En 2012, c’est le MERS-CoV16 (Coronavirus du Syndrome Respiratoire du Moyen-Orient) qui fait son apparition en Arabie Saoudite. Détecté dans plusieurs pays du Moyen-Orient, il a causé 449 décès. La France a connu deux cas en 2013. Il est identifié en Corée du Sud le 20 mai 2015, contaminant indirectement 154 personnes à la date du 16 juin 2015, dont 19 mortellement.

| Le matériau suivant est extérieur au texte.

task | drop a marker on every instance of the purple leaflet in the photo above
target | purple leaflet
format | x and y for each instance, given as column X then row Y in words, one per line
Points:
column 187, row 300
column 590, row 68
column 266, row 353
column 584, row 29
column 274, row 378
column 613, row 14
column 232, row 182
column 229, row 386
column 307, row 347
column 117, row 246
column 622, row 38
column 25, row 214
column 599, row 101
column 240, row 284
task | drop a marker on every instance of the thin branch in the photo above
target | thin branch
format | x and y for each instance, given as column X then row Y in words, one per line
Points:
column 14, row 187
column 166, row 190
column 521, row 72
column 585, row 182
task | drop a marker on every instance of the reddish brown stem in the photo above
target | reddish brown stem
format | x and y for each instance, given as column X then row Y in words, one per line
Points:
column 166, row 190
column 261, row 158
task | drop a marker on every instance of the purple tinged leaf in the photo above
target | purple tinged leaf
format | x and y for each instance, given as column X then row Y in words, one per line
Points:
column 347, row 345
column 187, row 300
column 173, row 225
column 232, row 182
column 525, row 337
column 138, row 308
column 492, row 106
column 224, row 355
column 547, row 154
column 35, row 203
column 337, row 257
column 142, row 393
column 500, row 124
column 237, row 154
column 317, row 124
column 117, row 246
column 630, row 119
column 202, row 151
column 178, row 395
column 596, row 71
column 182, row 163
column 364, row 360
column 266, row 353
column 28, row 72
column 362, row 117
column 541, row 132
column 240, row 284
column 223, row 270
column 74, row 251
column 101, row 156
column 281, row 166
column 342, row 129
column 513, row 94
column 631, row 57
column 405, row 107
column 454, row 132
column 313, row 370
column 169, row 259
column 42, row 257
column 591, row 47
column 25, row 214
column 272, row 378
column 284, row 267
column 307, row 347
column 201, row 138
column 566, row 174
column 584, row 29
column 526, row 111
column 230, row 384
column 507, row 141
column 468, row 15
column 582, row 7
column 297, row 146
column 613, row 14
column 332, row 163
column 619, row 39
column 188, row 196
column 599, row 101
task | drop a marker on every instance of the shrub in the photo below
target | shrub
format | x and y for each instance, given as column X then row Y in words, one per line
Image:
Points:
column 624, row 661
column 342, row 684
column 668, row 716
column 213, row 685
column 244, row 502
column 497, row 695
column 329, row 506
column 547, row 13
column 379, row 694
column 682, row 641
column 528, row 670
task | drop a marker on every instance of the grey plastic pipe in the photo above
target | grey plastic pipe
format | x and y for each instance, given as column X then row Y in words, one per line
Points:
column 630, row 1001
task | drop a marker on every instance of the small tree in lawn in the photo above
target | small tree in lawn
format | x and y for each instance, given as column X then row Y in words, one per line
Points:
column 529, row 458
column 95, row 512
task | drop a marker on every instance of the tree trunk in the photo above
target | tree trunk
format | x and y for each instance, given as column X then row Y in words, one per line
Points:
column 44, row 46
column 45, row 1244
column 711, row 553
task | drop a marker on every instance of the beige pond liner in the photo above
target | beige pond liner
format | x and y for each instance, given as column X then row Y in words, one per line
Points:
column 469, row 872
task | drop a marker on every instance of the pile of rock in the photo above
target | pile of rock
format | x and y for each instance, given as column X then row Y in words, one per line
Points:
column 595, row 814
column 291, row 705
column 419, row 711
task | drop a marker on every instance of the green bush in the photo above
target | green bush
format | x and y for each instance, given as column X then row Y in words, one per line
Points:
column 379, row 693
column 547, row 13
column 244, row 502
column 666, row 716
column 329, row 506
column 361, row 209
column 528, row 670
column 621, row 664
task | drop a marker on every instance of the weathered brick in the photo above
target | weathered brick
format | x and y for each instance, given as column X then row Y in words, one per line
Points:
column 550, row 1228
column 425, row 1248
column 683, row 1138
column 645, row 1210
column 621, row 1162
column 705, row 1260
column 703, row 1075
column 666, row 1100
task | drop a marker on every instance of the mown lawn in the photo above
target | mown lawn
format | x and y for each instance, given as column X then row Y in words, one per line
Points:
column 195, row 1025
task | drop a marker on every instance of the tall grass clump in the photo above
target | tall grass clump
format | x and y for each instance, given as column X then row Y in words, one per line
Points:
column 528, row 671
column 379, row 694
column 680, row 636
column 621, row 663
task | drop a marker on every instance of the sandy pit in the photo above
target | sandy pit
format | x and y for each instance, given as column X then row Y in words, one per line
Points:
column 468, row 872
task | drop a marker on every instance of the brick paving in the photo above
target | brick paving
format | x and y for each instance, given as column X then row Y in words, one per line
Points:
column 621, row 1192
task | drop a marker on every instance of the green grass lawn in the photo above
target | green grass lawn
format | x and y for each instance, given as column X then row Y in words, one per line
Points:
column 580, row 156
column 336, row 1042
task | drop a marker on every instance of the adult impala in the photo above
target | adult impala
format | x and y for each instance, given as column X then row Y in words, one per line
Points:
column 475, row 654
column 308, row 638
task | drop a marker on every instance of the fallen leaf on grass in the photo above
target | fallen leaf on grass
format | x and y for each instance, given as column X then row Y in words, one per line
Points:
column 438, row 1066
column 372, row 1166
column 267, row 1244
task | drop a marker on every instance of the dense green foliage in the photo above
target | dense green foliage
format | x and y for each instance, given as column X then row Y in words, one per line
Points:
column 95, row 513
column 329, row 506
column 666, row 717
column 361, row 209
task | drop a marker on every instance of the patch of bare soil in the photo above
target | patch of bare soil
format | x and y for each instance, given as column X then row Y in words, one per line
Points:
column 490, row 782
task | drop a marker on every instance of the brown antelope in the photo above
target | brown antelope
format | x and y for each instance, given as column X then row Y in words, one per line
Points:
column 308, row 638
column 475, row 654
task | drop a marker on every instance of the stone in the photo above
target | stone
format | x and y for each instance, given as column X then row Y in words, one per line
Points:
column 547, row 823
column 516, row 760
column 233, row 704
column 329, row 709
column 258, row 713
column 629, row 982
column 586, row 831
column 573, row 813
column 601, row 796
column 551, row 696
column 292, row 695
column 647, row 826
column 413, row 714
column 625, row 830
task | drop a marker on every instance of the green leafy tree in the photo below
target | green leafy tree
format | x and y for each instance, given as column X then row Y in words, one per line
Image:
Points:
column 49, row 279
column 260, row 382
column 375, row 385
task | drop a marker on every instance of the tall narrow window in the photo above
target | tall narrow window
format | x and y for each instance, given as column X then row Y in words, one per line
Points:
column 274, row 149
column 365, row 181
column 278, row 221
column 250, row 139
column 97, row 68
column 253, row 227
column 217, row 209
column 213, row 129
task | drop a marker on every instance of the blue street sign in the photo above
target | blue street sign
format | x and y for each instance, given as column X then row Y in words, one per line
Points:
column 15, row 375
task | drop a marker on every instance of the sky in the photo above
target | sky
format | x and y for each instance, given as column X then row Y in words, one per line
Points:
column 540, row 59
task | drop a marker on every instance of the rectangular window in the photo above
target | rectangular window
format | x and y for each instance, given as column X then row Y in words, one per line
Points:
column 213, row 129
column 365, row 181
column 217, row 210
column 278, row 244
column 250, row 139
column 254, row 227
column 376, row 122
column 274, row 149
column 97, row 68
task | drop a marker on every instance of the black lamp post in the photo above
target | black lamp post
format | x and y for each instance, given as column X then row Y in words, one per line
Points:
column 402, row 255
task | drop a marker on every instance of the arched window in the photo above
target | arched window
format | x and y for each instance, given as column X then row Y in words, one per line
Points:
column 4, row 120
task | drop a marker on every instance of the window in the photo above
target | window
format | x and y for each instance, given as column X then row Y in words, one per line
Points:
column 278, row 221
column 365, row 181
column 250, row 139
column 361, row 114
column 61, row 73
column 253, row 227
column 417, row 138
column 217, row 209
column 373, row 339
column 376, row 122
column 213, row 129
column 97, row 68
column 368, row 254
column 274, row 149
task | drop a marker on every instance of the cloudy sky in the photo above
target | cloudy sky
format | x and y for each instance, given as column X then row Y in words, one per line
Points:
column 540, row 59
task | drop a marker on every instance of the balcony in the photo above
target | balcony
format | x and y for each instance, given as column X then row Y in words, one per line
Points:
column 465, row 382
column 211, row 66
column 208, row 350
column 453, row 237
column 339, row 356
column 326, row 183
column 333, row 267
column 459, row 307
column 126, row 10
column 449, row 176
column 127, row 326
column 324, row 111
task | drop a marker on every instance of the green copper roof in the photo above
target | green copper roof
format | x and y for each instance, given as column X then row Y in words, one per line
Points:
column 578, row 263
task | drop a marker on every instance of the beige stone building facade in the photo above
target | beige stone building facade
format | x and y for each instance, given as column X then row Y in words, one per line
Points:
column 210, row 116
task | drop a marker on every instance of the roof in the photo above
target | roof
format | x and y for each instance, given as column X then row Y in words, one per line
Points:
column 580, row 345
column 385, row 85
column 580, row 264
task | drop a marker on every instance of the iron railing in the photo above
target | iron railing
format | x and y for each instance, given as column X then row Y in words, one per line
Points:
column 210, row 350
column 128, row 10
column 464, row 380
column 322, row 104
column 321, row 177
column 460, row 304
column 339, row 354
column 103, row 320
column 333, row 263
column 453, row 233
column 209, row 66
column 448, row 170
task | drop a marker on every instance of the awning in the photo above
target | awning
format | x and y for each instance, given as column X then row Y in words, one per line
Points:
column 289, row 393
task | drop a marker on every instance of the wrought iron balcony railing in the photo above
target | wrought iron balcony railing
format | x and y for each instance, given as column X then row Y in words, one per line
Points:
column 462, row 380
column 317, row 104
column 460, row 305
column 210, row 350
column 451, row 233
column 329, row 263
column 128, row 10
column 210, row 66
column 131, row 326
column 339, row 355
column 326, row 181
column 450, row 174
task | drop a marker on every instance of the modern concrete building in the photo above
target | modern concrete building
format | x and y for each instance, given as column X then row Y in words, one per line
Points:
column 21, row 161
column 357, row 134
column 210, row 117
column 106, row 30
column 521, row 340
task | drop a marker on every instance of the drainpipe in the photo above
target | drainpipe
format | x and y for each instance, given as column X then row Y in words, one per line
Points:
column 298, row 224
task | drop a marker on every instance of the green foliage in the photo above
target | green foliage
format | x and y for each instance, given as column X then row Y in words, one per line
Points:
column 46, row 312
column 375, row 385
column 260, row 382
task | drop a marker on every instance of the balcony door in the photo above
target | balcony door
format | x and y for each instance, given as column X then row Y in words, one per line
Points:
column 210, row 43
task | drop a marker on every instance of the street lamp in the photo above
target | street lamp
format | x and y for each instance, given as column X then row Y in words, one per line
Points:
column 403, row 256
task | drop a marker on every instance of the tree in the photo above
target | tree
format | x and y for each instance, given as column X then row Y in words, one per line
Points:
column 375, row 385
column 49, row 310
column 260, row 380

En 2014, une épidémie du virus Ebola17 (l’Ebolavirus Zaïre) a été identifiée en Guinée forestière, puis s’est étendue aux pays voisins. En juin 2016, l’OMS annonce la fin officielle de l’épidémie qui aura causé 28 000 cas officiellement déclarés, dont plus de 11 000 décès. On ignore l’origine du virus, mais les données disponibles actuellement semblent désigner certaines chauves-souris frugivores (Ptéropodidés) comme des hôtes possibles. Ces dernières auraient contaminé par la suite un autre animal plus proche de l’homme. Le virus se propage ensuite dans les populations par transmission interhumaine. Il n’existe à l’heure actuelle aucun traitement ni vaccin homologués.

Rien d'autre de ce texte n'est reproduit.